Conclusions and public health implications

Our findings may have important clinical and public health implications. For example, a higher maternal dietary quality indicated by higher maternal pregnancy DASH score, scaled to a very plausible 2-SD increase (8.4 points increment; ALPHABET range: 9 to 38), was associated with a 37 g higher birth weight and a 24% lower risk in delivering SGA infants. Considering the high prevalence of fetal growth restriction, especially in developing countries, and its potential negative impacts on lifelong health, improving overall maternal dietary quality is of utmost importance. Our findings represent a significant contribution to the knowledge base regarding the importance of maternal diet on offspring health outcomes. Better understanding of these relationships may inform revision of existing dietary guidelines or development of new guidelines for optimal nutrition in pregnancy. Policies to ensure availability of affordable healthy foods and programmatic efforts to inform and support women of reproductive age, such as raising awareness of the importance of maternal diet and prenatal and antenatal counseling, would help women achieve a healthier diet.

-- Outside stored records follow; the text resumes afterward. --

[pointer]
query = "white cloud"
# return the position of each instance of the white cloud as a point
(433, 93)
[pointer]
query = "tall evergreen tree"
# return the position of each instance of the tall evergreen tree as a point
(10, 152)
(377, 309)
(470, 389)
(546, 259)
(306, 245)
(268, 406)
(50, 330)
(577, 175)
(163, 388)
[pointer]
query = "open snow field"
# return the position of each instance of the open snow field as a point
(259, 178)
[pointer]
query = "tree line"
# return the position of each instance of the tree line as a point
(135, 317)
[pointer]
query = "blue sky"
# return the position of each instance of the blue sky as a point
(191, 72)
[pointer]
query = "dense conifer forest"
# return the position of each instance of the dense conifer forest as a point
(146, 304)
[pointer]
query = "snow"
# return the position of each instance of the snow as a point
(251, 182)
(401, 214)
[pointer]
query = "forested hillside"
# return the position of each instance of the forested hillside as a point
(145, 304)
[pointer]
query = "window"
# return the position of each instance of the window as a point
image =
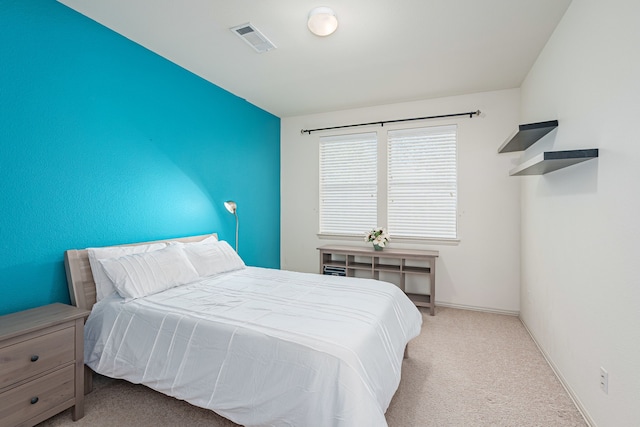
(422, 183)
(417, 195)
(348, 183)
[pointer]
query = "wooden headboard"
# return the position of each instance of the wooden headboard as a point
(82, 287)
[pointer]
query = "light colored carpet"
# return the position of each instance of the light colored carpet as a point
(465, 369)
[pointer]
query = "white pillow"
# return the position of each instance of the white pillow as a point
(211, 257)
(104, 285)
(139, 275)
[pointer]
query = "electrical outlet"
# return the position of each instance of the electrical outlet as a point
(604, 380)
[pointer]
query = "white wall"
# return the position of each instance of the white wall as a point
(581, 225)
(482, 271)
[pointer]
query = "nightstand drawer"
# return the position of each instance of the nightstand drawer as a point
(36, 355)
(28, 400)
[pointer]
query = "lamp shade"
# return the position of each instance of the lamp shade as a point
(322, 21)
(231, 206)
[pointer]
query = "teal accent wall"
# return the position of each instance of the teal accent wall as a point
(104, 142)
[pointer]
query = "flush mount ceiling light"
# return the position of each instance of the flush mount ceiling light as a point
(322, 21)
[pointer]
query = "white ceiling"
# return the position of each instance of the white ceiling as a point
(383, 52)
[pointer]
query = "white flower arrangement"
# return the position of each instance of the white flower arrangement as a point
(378, 236)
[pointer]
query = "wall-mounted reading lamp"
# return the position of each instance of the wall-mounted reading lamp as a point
(232, 207)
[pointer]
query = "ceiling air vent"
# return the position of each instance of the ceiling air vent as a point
(253, 37)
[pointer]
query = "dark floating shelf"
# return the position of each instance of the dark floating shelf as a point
(550, 161)
(526, 136)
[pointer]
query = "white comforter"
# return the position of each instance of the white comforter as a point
(263, 347)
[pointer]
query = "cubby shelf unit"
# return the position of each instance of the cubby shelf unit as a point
(547, 161)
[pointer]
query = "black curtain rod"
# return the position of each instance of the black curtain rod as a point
(382, 123)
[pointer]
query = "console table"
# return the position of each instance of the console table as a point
(337, 258)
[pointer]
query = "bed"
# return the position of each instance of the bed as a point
(261, 347)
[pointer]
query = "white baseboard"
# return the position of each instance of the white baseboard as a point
(576, 401)
(474, 308)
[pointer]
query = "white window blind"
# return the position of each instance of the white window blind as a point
(348, 183)
(422, 182)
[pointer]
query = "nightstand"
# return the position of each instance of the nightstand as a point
(41, 364)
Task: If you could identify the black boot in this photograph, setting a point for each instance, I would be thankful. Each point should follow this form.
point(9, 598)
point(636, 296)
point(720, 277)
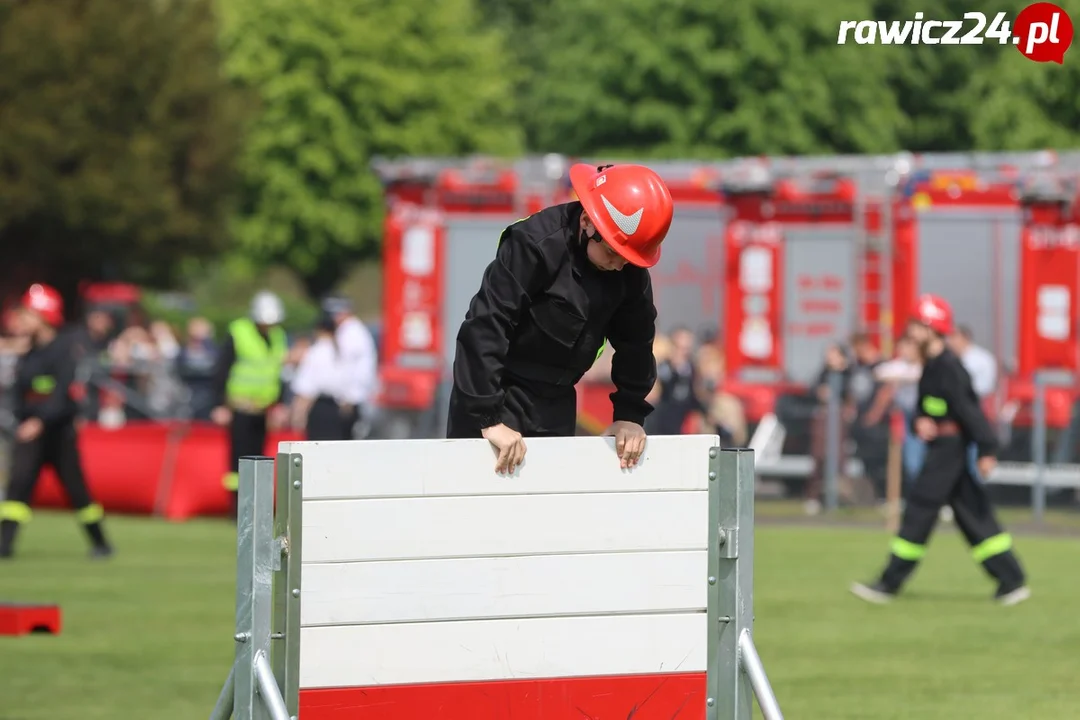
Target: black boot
point(1007, 570)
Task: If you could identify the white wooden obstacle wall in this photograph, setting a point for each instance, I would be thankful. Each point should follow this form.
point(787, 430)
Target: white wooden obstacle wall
point(413, 565)
point(570, 567)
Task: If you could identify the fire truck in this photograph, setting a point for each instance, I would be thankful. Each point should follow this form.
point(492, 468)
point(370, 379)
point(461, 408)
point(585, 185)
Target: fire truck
point(780, 255)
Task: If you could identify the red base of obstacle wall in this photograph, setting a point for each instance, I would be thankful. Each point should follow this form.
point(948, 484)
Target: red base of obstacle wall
point(173, 470)
point(25, 619)
point(663, 696)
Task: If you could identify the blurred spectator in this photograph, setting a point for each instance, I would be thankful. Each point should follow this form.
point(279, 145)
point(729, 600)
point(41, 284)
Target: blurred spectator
point(320, 405)
point(194, 366)
point(833, 377)
point(980, 363)
point(295, 355)
point(164, 340)
point(91, 344)
point(93, 336)
point(902, 374)
point(868, 411)
point(358, 351)
point(725, 413)
point(678, 384)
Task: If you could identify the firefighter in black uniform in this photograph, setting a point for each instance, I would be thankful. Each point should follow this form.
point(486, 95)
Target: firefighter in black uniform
point(948, 418)
point(46, 433)
point(564, 281)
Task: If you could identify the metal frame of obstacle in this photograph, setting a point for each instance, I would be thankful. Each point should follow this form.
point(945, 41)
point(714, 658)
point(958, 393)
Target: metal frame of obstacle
point(264, 683)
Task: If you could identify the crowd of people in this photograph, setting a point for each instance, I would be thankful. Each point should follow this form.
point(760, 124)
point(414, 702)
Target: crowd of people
point(871, 391)
point(135, 368)
point(140, 368)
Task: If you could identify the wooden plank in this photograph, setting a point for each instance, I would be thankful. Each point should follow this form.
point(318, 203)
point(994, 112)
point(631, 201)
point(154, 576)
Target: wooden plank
point(679, 696)
point(362, 655)
point(394, 469)
point(423, 528)
point(478, 588)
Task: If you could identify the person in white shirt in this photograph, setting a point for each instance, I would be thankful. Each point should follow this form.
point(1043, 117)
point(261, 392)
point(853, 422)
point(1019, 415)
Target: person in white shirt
point(903, 374)
point(980, 363)
point(359, 355)
point(320, 405)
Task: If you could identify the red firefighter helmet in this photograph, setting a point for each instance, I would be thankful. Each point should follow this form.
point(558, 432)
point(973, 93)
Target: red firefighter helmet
point(630, 205)
point(934, 312)
point(45, 301)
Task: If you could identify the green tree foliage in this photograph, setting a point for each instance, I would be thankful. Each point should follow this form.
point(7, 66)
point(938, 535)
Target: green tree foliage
point(691, 79)
point(118, 137)
point(341, 81)
point(1024, 105)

In conclusion, maternal diet that is of low quality and high inflammatory potential is associated with lower offspring birth size and higher risk of offspring being born SGA in this multicenter meta-analysis using harmonized individual participants data. Although confirmation from other sources including randomized controlled trials are needed to establish causality, our results strongly suggest that improving overall maternal dietary pattern based on predefined criteria related to overall quality and inflammatory potential is beneficial for optimal fetal growth.